Now Rapke sharpened the focus. He asked Professor Naughton to imagine himself clinically
faced with a man aged about thirty-seven, moderately overweight, a smoker who said
he went through a packet roughly every three days. He was generally in robust health,
but had been suffering for about three weeks from an infection which commenced in
the upper respiratory tract, then developed lower down, and was being treated with
antibiotics. An ECG taken
‘after a certain incident’ revealed no heart abnormality,
a systolic reading of 140, and a rapid pulse. Seen immediately after the incident
by paramedics and doctors at a hospital, he was not observed to be coughing. He had
taken fluids within two hours of the incident. At the time of the incident, which
he said occurred while he was driving, he was in a seated position. After the incident
he was generally coherent and seemed to be lucid. He had been immersed in cold water,
but had got himself out of the water, waved down a car and conversed with its occupants.

Morrissey jumped to his feet. To say that the man was coherent and lucid, but not
that he was also delirious and
a babbling mess
, was misrepresenting the true situation!

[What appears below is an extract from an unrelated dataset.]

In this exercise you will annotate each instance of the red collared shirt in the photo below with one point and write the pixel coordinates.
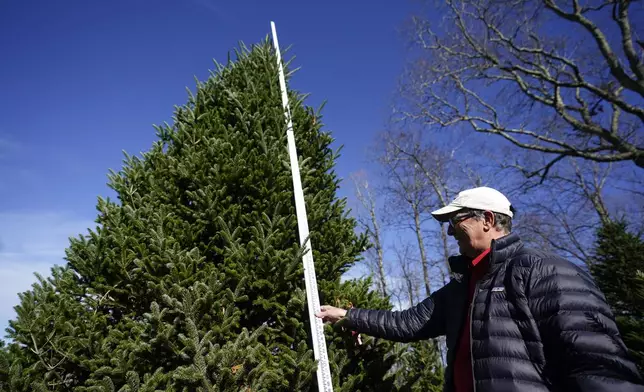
(463, 377)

‘I won’t intervene,’ said the judge. ‘Go on.’

No underlying medical illness was known or detected, Rapke continued smoothly. Blood
tests showed no alcohol or drugs in his system. The patient claimed that as he was
driving on a cool, even cold night, he had a coughing fit at the wheel of his car,
and blacked out. Based on these facts, what was Professor Naughton’s professional
opinion of the likelihood that the driver of that car had suffered an episode of
cough syncope?

The professor hardly allowed a pause. ‘Extremely unlikely.’ From Rapke’s description,
the man’s heart and lungs were in reasonably good health. He did not appear to be
disabled by breathlessness. He was plainly not dehydrated. A dehydrated person who
coughs would be more likely to experience changes in the pressure inside his chest—maybe
not a blackout, but a dizziness that doctors call pre-syncopal.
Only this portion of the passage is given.